La forma “Piuttosto che” si deve usare in funzione avversativa e comparativa poiché ha il senso di “invece”, “anziché”:
Es.: 1 Si dovrebbe prima pensare piuttosto che (invece che) pronunciare parole a vanvera.
In questo caso l’uso è corretto
Es.: 2 Amo mangiare il gelato piuttosto che (invece che) le torte.
Anche in questo caso l’uso è corretto
Totalmente scorretto è l’utilizzo di questa forma nel senso di “o” – “oppure”:
Es.: Devo decidere se andare in Olanda piuttosto che (oppure) in Francia.

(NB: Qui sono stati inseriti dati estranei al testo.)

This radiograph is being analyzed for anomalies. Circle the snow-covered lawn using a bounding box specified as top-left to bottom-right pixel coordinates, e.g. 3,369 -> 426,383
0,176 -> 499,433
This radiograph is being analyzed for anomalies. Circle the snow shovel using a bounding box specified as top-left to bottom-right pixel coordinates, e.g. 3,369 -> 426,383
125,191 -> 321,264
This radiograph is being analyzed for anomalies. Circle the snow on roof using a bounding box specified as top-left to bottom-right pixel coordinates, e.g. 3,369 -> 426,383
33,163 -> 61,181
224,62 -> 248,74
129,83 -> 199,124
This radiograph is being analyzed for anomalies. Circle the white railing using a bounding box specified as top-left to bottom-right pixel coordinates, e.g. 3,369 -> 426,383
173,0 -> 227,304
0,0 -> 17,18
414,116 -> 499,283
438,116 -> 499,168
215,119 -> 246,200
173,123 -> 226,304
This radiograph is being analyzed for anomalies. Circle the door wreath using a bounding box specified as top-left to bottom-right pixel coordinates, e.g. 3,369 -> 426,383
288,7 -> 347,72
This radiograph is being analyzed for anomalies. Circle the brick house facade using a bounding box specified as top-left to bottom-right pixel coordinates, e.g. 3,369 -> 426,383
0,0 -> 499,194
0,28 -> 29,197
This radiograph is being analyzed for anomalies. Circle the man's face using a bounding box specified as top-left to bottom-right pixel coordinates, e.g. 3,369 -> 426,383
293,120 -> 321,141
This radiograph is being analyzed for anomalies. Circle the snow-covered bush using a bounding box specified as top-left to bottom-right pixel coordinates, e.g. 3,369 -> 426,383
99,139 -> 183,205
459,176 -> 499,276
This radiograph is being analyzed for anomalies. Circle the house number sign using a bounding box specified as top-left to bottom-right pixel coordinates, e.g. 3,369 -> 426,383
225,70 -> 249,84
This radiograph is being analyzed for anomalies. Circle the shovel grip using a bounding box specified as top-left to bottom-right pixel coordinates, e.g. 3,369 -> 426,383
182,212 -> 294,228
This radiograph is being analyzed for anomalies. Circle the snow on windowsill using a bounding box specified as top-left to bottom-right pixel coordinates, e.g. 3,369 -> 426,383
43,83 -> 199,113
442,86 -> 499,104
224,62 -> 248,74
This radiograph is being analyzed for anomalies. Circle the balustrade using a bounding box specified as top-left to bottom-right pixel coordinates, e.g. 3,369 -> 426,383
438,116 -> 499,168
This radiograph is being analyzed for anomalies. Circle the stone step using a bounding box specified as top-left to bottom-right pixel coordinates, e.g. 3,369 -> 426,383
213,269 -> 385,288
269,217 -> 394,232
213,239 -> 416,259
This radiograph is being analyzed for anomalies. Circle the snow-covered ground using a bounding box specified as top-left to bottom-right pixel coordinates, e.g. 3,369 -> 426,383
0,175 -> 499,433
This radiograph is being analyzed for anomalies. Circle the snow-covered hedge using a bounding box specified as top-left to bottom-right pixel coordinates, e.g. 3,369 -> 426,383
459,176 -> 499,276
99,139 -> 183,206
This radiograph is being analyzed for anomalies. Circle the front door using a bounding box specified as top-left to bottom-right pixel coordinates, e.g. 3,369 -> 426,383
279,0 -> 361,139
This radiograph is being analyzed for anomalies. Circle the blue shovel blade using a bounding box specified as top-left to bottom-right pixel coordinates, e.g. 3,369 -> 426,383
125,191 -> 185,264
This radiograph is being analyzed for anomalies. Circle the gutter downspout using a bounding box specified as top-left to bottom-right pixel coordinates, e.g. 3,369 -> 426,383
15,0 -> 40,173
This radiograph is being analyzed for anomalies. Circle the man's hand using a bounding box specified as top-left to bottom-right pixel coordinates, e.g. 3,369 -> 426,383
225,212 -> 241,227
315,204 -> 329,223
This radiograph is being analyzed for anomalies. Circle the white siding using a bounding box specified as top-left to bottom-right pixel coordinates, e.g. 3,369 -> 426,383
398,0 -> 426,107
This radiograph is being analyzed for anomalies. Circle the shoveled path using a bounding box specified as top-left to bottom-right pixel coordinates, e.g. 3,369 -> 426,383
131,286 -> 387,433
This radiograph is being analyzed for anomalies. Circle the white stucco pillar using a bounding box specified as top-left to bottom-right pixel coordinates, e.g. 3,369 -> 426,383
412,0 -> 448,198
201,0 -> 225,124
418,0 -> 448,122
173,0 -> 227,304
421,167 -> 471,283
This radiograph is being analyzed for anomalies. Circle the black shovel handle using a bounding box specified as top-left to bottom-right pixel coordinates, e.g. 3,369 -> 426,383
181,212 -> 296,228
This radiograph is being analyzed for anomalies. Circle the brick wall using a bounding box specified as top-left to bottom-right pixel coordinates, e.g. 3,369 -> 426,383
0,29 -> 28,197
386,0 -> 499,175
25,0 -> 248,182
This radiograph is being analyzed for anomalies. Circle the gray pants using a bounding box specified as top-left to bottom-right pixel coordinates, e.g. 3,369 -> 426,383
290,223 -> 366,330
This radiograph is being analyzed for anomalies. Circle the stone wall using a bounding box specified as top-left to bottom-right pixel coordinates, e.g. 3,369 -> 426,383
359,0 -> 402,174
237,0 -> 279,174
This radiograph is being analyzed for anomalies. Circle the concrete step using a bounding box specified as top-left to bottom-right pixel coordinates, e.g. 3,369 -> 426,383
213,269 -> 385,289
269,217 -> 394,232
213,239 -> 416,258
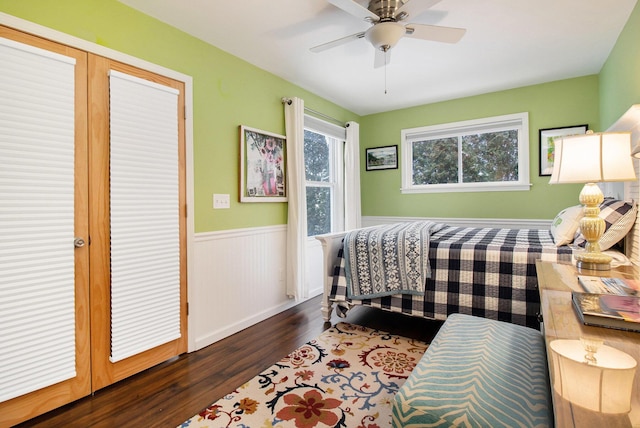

Piuttosto che, il parere della Crusca
Da un po’ di anni a questa parte, si è largamente diffuso un utilizzo errato della forma “Piuttosto che“, la quale ha acquisito valore disgiuntivo di “oppure”. In relazione a ciò è intervenuta anche l’Accademia della Crusca:
“Si tratta, di una voga d’origine settentrionale, sbocciata in un linguaggio certo non popolare e probabilmente venato di snobism.[…].
Per quanto mi riguarda, non sono in grado di localizzare con sicurezza nello spazio e nel tempo l’insorgere della voga in questione. Mi risulta soltanto, sulla base di una testimonianza sicura, che tra i giovani del ceto medio-alto torinese il piuttosto che nel senso di o si registrava già nei primi anni Ottanta […].
È un
fatto che questa formula è generalmente ritenuta di provenienza settentrionaleEra fatale che tra i primi a intercettare golosamente l’infelice novità lessicale fossero i conduttori e i giornalisti televisivi, che insieme ai pubblicitari costituiscono le categorie che da qualche decennio – stante l’estrema pervasività e l’infinito potere di suggestione (non solo, si badi, sulle classi culturalmente più deboli) del “medium” per antonomasia – governano l’evolversi dell’italiano di consumo”[…].
Così come evidenzia Ornella Castellani Pollidori della Crusca, il problema coinvolge ormai tutta l’Italia e in ogni dove si sente utilizzare impropriamente “piuttosto che”, forma che in realtà ha tutt’altro significato.